L’shanah tovah, Dopers! Pleasepleaseplease let next year at this time find us over the hump, COVID-wise-speaking!
I read an article yesterday about this dilemma in the Washington Post:
…Most Orthodox congregations, however, because our understanding of religious law prohibits the use of electronics on the Sabbath and holidays, will be holding significantly shortened indoor and outdoor services, with both masks and social distancing strictly enforced. Some Conservative congregations will be doing so, as well, though their movement is allowing online prayer quorums during the “crisis situation.”
While rabbis are taking myriad precautions to prepare for the High Holidays, Gary Slutkin, a physician and epidemiologist formerly with the World Health Organization, told me that he sees “no legitimate reason for any in-person service … you cannot protect yourself enough.”

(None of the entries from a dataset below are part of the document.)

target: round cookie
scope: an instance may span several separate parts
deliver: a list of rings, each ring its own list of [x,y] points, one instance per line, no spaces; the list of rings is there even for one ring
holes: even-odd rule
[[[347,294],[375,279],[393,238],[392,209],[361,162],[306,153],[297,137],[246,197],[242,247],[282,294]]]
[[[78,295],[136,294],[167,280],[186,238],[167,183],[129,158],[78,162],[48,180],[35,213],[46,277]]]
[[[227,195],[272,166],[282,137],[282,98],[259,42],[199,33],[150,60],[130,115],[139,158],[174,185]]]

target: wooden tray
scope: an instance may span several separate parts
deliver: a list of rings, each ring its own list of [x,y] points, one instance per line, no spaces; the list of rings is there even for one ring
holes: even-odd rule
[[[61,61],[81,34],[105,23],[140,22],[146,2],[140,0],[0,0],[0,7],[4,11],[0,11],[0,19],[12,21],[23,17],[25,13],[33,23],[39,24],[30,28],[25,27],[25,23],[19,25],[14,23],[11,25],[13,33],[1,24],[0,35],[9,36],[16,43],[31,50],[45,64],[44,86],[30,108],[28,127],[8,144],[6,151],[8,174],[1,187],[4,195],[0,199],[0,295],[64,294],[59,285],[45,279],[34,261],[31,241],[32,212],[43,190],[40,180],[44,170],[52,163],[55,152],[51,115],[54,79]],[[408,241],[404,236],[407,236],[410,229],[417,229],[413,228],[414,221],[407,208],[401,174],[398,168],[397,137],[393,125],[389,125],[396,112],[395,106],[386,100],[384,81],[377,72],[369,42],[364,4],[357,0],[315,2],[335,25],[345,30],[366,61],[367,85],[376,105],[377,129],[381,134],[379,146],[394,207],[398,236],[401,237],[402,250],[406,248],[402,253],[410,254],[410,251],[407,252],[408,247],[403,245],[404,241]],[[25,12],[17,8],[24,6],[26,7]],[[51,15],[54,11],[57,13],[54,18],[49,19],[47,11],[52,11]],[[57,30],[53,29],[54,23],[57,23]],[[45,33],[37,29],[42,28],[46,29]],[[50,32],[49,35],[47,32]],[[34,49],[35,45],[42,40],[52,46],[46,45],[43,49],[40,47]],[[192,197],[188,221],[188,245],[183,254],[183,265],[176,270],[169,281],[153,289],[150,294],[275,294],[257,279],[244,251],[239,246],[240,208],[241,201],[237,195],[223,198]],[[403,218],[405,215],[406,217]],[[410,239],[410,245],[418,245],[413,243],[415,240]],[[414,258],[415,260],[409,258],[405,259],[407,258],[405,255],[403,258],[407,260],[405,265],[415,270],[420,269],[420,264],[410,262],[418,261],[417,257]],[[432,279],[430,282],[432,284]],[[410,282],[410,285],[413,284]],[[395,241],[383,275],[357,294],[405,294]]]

The Orthodox Jewish community, especially in New York and New Jersey, was hit early and hard by the coronavirus. After months of watching my community suffer, I wish those considering coming together this holiday season — particularly indoors — would learn from our tragedies and avoid repeating our mistakes.
And thanks to warnings to restrict Passover Seders to immediate households only, we mostly managed to keep Passover, in early April, from spreading the virus the way Purim had.
But now it’s months later. And unlike Passover, which centers on home-based Seders, the High Holidays are built around communal worship.
Yet as hard as it may be to limit coming together, the Jewish community can’t allow the massive spread of covid-19 to become the legacy of this holiday season.
Saving a life is the highest value, and any law can be broken to save a life, including the rule about electricity on Shabbat and holidays. This situation seems to me to fit that principle perfectly.